Even in cases in which a country’s central authority permits English-language documents to be served, the prospect that the recipient may refuse them should make U.S.-based plaintiffs think twice before attempting to serve English-language pleadings in those countries. For example, the Latvian central authority has declared the following:

“Translation is required if the addressee refuses to accept the document because the document is not prepared in the official language of Latvia (Latvian) or in a language that the addressee understands. In such a case the document is returned to the requesting State to be translated either into Latvian or any other language that the addressee has specified.”

The French central authority permits pleadings to be presented for service in either French or English. However, attempted service of pleadings written in English risks possibly unacceptable delay because (a) the local authority may decide to reject English-language pleadings for language-based reasons of its own, or (b) the defendant being served may refuse the pleadings because they are written in a language the defendant allegedly does not understand. Moreover, pleadings written in a language that the intended recipient may not completely comprehend are always subject to objection on due process grounds, thereby creating additional friction and delay in acquiring U.S. jurisdiction over a party residing overseas.

According to the U.S. Department of Justice, having service documents translated into the local language is almost always the prudent course of action:

[E]ven if there is no explicit translation requirement, since most countries view service in terms of providing effective notice and notice will not be effective where the person serve cannot understand the documents because they are written in a foreign language, we strongly recommend that the documents to be served be accompanied by translations, unless it is known that the recipient is familiar with the English language. At the very least, the documents to be served should be accompanied by a translated summary of their contents so the recipient is placed on notice concerning the essential elements, such as the origin of the claim, nature of the documents, and the time limits for entering an appearance or making a reply.

A Practical Approach to Service of Process Overseas

Litigators should weigh the following practice suggestions whenever they need to serve legal pleadings on parties residing in a non-English-speaking country outside the United States:

  • Thoroughly research the service of process requirements published by the central authority in the country in which the party to be served resides.
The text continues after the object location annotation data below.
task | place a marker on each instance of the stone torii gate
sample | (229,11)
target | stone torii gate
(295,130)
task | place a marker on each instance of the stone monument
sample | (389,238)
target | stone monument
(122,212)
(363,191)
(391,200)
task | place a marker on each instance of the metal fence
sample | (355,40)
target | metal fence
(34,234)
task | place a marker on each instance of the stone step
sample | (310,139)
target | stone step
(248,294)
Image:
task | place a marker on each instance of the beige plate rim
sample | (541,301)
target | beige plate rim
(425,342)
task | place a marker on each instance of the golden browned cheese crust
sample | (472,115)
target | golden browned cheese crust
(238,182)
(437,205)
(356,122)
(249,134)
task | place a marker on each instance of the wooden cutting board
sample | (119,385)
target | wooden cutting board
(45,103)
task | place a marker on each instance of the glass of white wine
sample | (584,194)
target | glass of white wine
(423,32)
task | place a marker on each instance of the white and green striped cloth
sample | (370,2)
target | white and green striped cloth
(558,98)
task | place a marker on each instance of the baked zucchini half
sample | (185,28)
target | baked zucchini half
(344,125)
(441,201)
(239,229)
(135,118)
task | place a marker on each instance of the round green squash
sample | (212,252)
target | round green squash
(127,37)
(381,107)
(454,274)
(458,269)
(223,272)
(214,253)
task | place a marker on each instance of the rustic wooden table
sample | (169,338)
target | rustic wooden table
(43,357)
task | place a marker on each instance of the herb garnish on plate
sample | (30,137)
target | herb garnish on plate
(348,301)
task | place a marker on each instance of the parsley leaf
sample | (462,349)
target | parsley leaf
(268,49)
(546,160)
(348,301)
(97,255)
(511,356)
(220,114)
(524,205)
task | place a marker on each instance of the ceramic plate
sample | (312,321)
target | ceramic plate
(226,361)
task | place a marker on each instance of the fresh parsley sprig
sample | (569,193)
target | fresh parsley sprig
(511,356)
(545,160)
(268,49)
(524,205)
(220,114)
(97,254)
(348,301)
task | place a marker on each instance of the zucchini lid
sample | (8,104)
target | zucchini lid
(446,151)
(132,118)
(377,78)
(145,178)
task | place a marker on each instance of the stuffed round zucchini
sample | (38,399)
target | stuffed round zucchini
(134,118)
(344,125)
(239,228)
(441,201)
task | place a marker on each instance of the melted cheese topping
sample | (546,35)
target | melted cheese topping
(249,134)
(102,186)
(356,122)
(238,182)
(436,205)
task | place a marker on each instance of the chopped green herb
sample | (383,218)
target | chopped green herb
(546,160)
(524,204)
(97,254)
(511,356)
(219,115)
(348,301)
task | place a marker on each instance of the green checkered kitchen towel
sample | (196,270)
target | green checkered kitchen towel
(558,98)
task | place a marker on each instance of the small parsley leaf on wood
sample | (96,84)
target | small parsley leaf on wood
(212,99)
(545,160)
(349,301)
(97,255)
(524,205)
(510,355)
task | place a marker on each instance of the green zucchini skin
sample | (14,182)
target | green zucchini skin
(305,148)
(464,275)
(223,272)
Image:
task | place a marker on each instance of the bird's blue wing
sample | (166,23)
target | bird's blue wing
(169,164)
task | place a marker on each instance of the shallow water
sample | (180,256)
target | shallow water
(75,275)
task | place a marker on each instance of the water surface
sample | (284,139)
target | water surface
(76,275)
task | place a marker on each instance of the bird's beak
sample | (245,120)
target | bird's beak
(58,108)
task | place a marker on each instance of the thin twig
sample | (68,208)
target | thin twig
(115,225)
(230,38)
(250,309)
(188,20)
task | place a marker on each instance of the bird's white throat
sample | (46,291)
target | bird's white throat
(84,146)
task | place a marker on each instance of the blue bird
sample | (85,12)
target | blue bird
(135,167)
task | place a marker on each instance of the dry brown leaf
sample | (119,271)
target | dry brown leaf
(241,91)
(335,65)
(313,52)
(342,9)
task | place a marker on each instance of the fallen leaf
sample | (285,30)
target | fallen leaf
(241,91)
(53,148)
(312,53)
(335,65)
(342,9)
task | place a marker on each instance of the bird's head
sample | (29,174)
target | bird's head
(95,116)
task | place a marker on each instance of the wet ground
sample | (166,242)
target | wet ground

The U.S. Department of Justice’s advisory on international service of process is a good place to start.
  • Weigh the advantages (or disadvantages) of using the Hague Service Convention as opposed to other methods available under local laws in the country where the party to be served resides.
  • Enlist the services of a qualified legal document translation service to translate English-language pleadings into the language required by the relevant central authority.
  • Additionally, obtain translations for all supporting documents required by the relevant central authority to accompany the pleadings to be served.
  • Take care to draft supporting materials in simple, nontechnical language, omitting unnecessary information that may confuse central authority personnel.
  • Build additional time (think months, not days) into litigation management plans to accommodate the time necessary to obtain document translations, liaise with the relevant central authority, and obtain service on the intended party.